Final answer:
The system has 64,000 pages available for caching, with a page table containing 262,144 entries. Virtual page offsets require 12 bits, and physical page numbers require at least 16 bits to properly address all possible pages in memory.
Step-by-step explanation:
Understanding Virtual Memory Paging
When dealing with virtual and physical memory, understanding how pages are managed is essential.

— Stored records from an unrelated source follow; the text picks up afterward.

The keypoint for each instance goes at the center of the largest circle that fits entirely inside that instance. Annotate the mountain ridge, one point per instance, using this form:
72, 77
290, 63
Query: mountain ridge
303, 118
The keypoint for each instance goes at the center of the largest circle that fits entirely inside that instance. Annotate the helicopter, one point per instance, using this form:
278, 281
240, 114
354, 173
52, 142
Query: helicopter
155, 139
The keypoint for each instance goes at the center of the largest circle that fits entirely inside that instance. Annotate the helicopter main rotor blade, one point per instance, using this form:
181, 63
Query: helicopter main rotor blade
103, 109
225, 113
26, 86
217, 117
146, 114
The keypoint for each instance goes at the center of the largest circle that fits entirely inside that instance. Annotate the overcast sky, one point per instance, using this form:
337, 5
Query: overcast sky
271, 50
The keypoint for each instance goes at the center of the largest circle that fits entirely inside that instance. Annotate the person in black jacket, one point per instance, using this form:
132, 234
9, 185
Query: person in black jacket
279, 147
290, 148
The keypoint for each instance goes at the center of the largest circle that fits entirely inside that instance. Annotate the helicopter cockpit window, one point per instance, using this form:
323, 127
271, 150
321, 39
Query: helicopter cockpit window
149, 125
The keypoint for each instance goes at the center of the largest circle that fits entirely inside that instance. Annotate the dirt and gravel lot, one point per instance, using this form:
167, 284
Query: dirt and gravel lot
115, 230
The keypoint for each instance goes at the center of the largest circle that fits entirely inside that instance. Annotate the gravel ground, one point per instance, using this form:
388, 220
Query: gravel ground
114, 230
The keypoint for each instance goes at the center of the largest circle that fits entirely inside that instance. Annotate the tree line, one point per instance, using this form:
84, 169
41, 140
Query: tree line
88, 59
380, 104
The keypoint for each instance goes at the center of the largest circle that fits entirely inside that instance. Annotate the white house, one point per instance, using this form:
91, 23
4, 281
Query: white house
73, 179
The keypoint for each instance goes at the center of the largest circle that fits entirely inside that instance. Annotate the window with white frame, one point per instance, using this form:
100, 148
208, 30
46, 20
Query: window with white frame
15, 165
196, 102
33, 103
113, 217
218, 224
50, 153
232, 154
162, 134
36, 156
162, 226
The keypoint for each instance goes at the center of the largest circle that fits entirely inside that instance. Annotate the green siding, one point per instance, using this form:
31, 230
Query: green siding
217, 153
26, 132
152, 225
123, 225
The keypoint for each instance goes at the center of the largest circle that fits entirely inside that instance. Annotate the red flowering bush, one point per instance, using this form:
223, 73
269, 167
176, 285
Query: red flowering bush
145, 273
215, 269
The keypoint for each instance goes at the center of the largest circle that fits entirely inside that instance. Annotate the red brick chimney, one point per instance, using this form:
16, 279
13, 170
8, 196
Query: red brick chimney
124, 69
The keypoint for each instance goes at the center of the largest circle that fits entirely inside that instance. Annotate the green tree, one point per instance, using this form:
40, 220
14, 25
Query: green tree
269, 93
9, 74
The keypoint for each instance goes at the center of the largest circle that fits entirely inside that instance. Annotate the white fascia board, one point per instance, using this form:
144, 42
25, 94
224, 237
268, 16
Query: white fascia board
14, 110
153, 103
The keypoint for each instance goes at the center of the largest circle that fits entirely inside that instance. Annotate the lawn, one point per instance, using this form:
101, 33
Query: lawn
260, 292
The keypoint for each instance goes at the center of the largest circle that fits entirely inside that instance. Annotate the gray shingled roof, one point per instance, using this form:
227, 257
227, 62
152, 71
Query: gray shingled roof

In the given scenario, we have a system with a virtual memory space of 1 Gigabyte (GB) and a physical memory space of 256 Megabytes (MB) for paging.
- To calculate the number of pages available for caching in physical memory, divide the physical memory size by the page size: 256 MB / 4 KB, which equals 64,000 pages for caching.
- The number of entries in a page table for a process is equal to the number of pages in the virtual memory space, calculated as 1 GB / 4 KB, resulting in 262,144 entries.
- The number of bits in the virtual page offset is based on the page size. Given a 4 KB (or 4,096 bytes) page size, we need 12 bits to represent all possible offsets within a page, as 2^12 equals 4096.
- The number of bits in the physical page number is determined by the number of pages that can be cached in physical memory. For 64,000 pages, we need at least 16 bits since 2^16 is 65,536, which is the nearest power of two.